A Projection of the King of the Unseelie Court. Both sides of his face seemed to gleam with unnatural humor, both the beautiful, kingly side, and the hideous, defleshed skull.
“You thought to summon your brother?” the King sneered, his gaze on Kieran. “And you thought I would not feel you reaching into Faerie, searching for one of my own? You are a fool, Kieran, and always have been.”
“What have you done to Adaon?” Kieran’s face was bloodless. “He knew nothing. He had no idea I planned to summon him.”
“Worry not about others,” said the King. “Worry about your own life, Kieran Kingson.”
“I have been Kieran Hunter for a long time,” said Kieran.
The King’s face darkened. “You should be Kieran Traitor,” he said. “Kieran Betrayer. Kieran Kin-Slayer. All are better names for you.”
“He acted in self-defense,” said Cristina sharply. “If he hadn’t killed Erec, he would have been killed himself. And he acted to protect me.”
The King gave her a brief look of scorn. “And that in itself is a traitorous act, foolish girl,” he said. “Placing the lives of Shadowhunters above the lives of your own people—what could be worse?”
“Selling your son to the Wild Hunt because you worried that people liked him better than they liked you,” said Mark. “That’s worse.”
Cristina and Kieran looked at him in astonishment; it was clear they hadn’t heard him come in. The King, though, evinced no surprise. “Mark Blackthorn,” he said. “Even in his choice of lovers, my son gravitates to the enemies of his people. What does that say about him?”
“That he knows better than you who his people are?” Mark said. Very deliberately, he turned his back on the King. It would have been a hanging offense in the Court. “We must get rid of him,” he said, in a low voice, to Kieran and Cristina. “Should I get Magnus?”
“He is only a Projection,” Kieran said. His face was drawn. “He cannot hurt us. Nor can he remain forever. It is an effort for him, I think.”
“Do not turn your back on me!” the King roared. “Do you think I do not know your plans, Kieran? Do you think I do not know you plan to stand up and betray me before the Council of Nephilim?”
Kieran turned his face away, as if he couldn’t bear to look at his father. “Then cease to do what I know you are doing,” he said, in a shaking voice. “Parlay with the Nephilim. Do not make war on them.”

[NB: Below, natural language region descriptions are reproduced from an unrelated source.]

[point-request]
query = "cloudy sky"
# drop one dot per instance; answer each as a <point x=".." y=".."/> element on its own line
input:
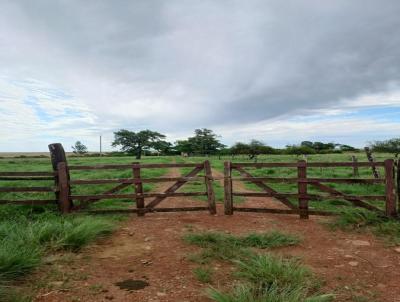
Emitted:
<point x="277" y="71"/>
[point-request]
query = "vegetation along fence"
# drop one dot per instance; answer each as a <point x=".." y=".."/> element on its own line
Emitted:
<point x="303" y="181"/>
<point x="307" y="186"/>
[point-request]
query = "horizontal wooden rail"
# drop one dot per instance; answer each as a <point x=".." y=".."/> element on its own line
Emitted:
<point x="27" y="173"/>
<point x="134" y="196"/>
<point x="29" y="202"/>
<point x="12" y="178"/>
<point x="145" y="210"/>
<point x="311" y="179"/>
<point x="283" y="211"/>
<point x="132" y="181"/>
<point x="28" y="189"/>
<point x="310" y="196"/>
<point x="309" y="164"/>
<point x="130" y="166"/>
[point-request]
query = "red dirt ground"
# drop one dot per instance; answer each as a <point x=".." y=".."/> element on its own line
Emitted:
<point x="151" y="248"/>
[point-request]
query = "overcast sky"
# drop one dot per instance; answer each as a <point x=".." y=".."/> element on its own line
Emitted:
<point x="277" y="71"/>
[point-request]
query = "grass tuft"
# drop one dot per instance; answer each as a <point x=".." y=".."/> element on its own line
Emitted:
<point x="271" y="279"/>
<point x="24" y="241"/>
<point x="228" y="247"/>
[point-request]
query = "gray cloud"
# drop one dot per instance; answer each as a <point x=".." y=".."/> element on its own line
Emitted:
<point x="174" y="64"/>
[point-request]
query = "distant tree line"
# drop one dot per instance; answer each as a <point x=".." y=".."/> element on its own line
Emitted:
<point x="390" y="146"/>
<point x="206" y="142"/>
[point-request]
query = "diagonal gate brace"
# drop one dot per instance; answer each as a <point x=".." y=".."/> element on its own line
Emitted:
<point x="174" y="187"/>
<point x="266" y="188"/>
<point x="354" y="200"/>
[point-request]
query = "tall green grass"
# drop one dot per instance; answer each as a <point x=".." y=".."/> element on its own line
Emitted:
<point x="24" y="241"/>
<point x="228" y="247"/>
<point x="267" y="278"/>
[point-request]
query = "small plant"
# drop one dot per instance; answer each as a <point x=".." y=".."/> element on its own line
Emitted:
<point x="269" y="278"/>
<point x="204" y="275"/>
<point x="228" y="247"/>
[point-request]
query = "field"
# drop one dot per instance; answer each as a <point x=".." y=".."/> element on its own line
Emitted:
<point x="217" y="258"/>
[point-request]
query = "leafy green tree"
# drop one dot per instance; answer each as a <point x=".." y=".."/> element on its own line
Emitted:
<point x="79" y="148"/>
<point x="163" y="147"/>
<point x="205" y="141"/>
<point x="299" y="150"/>
<point x="347" y="148"/>
<point x="184" y="146"/>
<point x="390" y="145"/>
<point x="135" y="142"/>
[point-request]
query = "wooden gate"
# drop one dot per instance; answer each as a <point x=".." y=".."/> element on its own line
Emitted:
<point x="137" y="182"/>
<point x="303" y="181"/>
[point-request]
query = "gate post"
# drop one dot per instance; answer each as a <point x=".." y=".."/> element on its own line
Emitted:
<point x="390" y="208"/>
<point x="64" y="202"/>
<point x="60" y="166"/>
<point x="228" y="200"/>
<point x="355" y="166"/>
<point x="302" y="188"/>
<point x="210" y="189"/>
<point x="138" y="189"/>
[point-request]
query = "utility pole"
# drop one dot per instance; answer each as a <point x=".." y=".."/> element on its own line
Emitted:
<point x="100" y="145"/>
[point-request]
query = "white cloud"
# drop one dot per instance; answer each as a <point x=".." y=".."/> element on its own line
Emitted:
<point x="175" y="66"/>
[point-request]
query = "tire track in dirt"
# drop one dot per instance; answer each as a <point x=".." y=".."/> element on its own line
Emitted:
<point x="151" y="248"/>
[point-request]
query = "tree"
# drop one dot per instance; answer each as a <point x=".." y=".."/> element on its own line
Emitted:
<point x="163" y="147"/>
<point x="205" y="141"/>
<point x="346" y="148"/>
<point x="299" y="150"/>
<point x="390" y="145"/>
<point x="136" y="142"/>
<point x="79" y="148"/>
<point x="184" y="146"/>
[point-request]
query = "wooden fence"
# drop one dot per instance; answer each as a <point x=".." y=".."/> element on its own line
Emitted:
<point x="303" y="181"/>
<point x="137" y="181"/>
<point x="295" y="203"/>
<point x="16" y="177"/>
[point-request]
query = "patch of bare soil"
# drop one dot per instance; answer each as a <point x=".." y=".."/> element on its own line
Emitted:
<point x="149" y="259"/>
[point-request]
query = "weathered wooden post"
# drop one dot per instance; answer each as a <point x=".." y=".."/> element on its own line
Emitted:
<point x="138" y="184"/>
<point x="60" y="166"/>
<point x="371" y="160"/>
<point x="389" y="189"/>
<point x="228" y="199"/>
<point x="210" y="189"/>
<point x="355" y="166"/>
<point x="302" y="188"/>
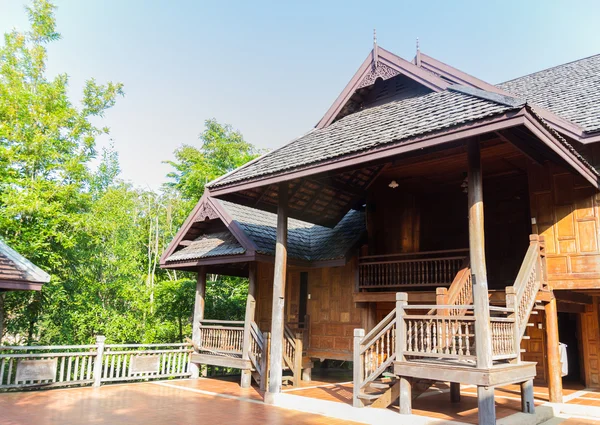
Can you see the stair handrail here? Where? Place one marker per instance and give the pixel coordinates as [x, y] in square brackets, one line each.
[373, 353]
[530, 279]
[292, 353]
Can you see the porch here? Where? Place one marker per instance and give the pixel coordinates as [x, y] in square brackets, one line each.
[222, 400]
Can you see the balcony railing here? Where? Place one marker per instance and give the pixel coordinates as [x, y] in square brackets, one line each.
[417, 269]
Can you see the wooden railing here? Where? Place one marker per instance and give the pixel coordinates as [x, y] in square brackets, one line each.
[301, 328]
[259, 352]
[69, 365]
[531, 278]
[221, 338]
[128, 362]
[417, 269]
[292, 354]
[373, 353]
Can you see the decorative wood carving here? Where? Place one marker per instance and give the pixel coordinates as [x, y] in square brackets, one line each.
[378, 71]
[206, 212]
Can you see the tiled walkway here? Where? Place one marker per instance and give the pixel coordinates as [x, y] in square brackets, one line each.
[148, 404]
[223, 401]
[435, 403]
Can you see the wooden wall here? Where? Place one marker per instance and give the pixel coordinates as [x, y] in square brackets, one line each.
[590, 336]
[566, 210]
[333, 313]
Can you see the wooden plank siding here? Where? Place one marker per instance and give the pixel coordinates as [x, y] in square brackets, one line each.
[333, 313]
[566, 211]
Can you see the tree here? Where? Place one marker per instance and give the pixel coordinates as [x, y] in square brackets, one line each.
[46, 144]
[222, 151]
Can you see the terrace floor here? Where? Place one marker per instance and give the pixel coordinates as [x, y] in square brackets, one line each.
[221, 400]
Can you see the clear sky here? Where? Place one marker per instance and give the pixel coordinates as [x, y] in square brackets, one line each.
[271, 69]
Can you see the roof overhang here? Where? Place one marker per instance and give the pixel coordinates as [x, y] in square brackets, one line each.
[19, 285]
[381, 57]
[524, 117]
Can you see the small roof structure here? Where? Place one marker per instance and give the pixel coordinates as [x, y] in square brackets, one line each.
[18, 273]
[219, 231]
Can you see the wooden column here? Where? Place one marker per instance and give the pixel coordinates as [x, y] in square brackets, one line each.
[553, 353]
[246, 380]
[455, 392]
[527, 401]
[277, 318]
[485, 395]
[198, 315]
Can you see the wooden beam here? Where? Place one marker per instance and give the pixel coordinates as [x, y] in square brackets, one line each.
[246, 380]
[477, 258]
[277, 318]
[553, 353]
[485, 395]
[573, 297]
[198, 315]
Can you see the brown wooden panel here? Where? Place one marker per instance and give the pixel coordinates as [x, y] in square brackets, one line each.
[565, 221]
[587, 236]
[585, 263]
[557, 265]
[590, 337]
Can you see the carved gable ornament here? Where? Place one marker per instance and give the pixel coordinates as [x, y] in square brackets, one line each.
[379, 70]
[206, 212]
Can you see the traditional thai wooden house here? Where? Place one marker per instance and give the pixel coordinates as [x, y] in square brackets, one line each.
[17, 273]
[365, 239]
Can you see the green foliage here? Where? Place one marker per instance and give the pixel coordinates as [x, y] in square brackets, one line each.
[222, 151]
[98, 237]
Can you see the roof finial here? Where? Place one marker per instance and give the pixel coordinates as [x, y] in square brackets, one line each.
[375, 49]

“There is no parlay with those who can lie,” snarled the King. “And have done, and will do again. They will lie and spill the blood of our people. And once they are done with you, do you think they will let you live? Treat you like one of them?”
“They have treated me better than my own father has.” Kieran raised his chin.
“Have they?” The King’s eyes were dark and empty. “I took some memories from you, Kieran, when you came to my Court. Shall I give them back?”
Kieran looked confused. “What use could you possibly have for my memories?”
“Some of us would know our enemies,” said the King.
“Kieran,” Mark said. The look in the King’s eyes made fear roil in the pit of his stomach. “Do not listen. He seeks to hurt you.”